What is Scarborough Known For?
A seaside town situated in North Yorkshire, Scarborough is historically a part of the North Riding of Yorkshire, located on the North Sea coastline between 3-70m above sea level. The harbour rises up sharply north and west to meet limestone cliffs, with the older section of the town around the edges encased by a rocky headland.
Scarborough is the biggest holiday resort along the Yorkshire Coast and the largest seaside town in the whole of North Yorkshire, with a population of over 61,000 residents. The town benefits from the fishing trade, with a thriving tourist industry and booming digital and creative economy.

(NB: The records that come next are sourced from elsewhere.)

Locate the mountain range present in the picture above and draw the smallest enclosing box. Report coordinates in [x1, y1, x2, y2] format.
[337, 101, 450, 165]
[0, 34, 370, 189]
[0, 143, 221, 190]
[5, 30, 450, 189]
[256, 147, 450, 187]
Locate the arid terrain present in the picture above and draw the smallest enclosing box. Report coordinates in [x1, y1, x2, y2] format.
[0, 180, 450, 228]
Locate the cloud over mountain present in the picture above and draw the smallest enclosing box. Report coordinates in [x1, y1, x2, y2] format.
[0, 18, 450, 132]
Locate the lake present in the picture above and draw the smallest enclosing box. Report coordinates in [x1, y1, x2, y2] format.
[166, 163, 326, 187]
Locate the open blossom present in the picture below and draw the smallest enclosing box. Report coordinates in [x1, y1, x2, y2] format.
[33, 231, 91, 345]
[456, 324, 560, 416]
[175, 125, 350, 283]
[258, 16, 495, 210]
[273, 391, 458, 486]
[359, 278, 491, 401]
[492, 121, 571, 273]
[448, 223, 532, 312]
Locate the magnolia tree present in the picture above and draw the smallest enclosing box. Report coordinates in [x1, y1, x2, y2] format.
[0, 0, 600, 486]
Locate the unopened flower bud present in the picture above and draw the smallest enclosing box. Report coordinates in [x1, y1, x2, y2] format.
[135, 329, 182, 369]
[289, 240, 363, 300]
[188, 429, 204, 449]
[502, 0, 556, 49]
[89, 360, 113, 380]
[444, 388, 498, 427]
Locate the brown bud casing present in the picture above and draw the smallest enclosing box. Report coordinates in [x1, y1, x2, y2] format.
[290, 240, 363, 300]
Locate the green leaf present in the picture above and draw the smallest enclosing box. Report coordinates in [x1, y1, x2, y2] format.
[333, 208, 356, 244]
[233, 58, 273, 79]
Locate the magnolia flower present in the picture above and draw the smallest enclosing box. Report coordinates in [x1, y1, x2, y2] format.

Its origins can be traced back as far as 966 AD, at which point the town was named ‘Skarôaborg’ by Viking raider Thorgils Skarthi, a claim based on a fragment of an Icelandic Saga. While there is archeological evidence that shows Scarborough was briefly under Roman rule, as well as being occupied by earlier settlements during the Stone and Bronze ages, any historical evidence of life between the 5th and 9th centuries would have been burned out of existence by Vikings under Skarthi’s rival, Tostig Godwinson, Lord of Falsgrave.
Today, Scarborough’s creative industries continue to dominate the town’s economy, playing a vital role in its economic success. Scarborough has previously won the accolade of Britain’s Most Enterprising Town, awarded in London during 2008, and has even gone on to win the European Enterprise Awards as Britain’s representative in Prague during 2009. The ‘Great Town Award’ crown was also given to Scarborough during 2010 by the Academy of Urbanism.
With a culture rich in music and the arts, the Grade II listed landmark the Scarborough Spa Complex sits on the seafront, home to the Scarborough Spa Orchestra, who perform there weekly. The town also hosts other famous landmarks such as the Opera House Casino, St Andrew’s United Reformed Church, Hairy Bob’s Cave, and the site where Anne Bronte was laid to rest.